The percentile columns are credible intervals which allow us to make statements such as:

We believe that the true odds ratio comparing GPT 4.1 to Claude 4 Sonnet has a 90% probability of falling between 0.302 and 1.09.

This is a much more straightforward definition than confidence intervals.

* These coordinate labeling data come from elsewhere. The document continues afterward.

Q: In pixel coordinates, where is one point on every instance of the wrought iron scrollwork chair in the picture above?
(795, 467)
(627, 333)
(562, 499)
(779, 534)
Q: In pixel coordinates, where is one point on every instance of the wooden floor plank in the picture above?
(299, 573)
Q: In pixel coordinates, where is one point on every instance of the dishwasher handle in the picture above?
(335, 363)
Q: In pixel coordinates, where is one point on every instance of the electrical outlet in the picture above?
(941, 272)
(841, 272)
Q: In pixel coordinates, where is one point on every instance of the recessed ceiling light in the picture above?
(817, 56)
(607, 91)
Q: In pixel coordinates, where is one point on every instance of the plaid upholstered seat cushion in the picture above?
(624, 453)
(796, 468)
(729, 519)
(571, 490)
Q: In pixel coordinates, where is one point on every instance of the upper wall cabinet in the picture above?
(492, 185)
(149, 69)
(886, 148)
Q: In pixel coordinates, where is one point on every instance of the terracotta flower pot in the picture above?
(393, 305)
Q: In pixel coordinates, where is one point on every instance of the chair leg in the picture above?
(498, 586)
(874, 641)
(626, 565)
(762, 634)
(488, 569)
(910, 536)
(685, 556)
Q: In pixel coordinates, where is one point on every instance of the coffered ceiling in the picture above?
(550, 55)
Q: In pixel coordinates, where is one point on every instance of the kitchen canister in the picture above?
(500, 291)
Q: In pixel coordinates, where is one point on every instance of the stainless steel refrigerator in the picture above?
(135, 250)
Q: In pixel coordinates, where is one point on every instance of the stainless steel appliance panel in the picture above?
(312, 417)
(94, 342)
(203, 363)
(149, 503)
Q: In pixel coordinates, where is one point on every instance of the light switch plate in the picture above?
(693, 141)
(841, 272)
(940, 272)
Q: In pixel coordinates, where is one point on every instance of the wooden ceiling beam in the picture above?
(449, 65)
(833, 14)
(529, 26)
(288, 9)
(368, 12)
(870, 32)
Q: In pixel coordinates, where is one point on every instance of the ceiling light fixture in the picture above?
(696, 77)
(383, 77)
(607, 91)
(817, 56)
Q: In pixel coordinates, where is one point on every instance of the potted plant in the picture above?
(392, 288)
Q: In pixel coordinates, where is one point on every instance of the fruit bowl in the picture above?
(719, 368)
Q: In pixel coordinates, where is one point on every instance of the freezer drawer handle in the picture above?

Additionally, the model produces posterior distributions for each of the random effects. We can repeat our earlier analysis to rank the difficulty of each sample along with 90% credible intervals to aid interpretability:

bayes_intercepts <- 
  all_post %>%
  select(contains("r_id")) %>%
  pivot_longer(
    cols = c(everything()),
    names_to = "sample",
    values_to = "value"
  ) %>%
  summarize(
    mean = mean(value),
    lower = quantile(value, prob = 0.05),
    upper = quantile(value, prob = 0.95),
    .by = c(sample)
  ) %>%
  mutate(
    id = gsub(",Intercept]", "", sample, fixed = TRUE),
    id = gsub("r_id[", "", id, fixed = TRUE),
    id = factor(id)
  ) %>%
  arrange(id) %>% 
  inner_join(
    are_eval %>% distinct(id), by = "id"
  ) %>% 
  mutate(
    id = as.character(id),
    id = reorder(id, mean)
  )

bayes_effect_range <- 
  bayes_intercepts %>% 
  select(lower, upper) %>% 
  unlist() %>% 
  abs() %>% 
  extendrange() %>% 
  max()

bayes_intercepts %>% 
  ggplot(aes(y = id)) +
  geom_point(aes(x = mean)) +
  geom_errorbar(aes(xmin = lower, xmax = upper), width = 1 / 2) +
  labs(y = NULL, x = "Random Intercept Estimate\n(incorrect <----------------> correct)") +
  lims(x = c(-bayes_effect_range, bayes_effect_range))

Extendability

Using a statistical regression model for the qualitative scores enables a significant amount of flexibility that makes it robust to experimental design changes. Adding new LLMs is trivial since the model has no specific limit for regression parameters. Additionally, we may need to analyze other systematic effects in the data, such as:

Comparing various system prompts
Evaluating multiple versions or parameter settings of a given LLM.

and so on. We can also add quantitative covariates, such as the allowed number of characters on the LLM response to queries.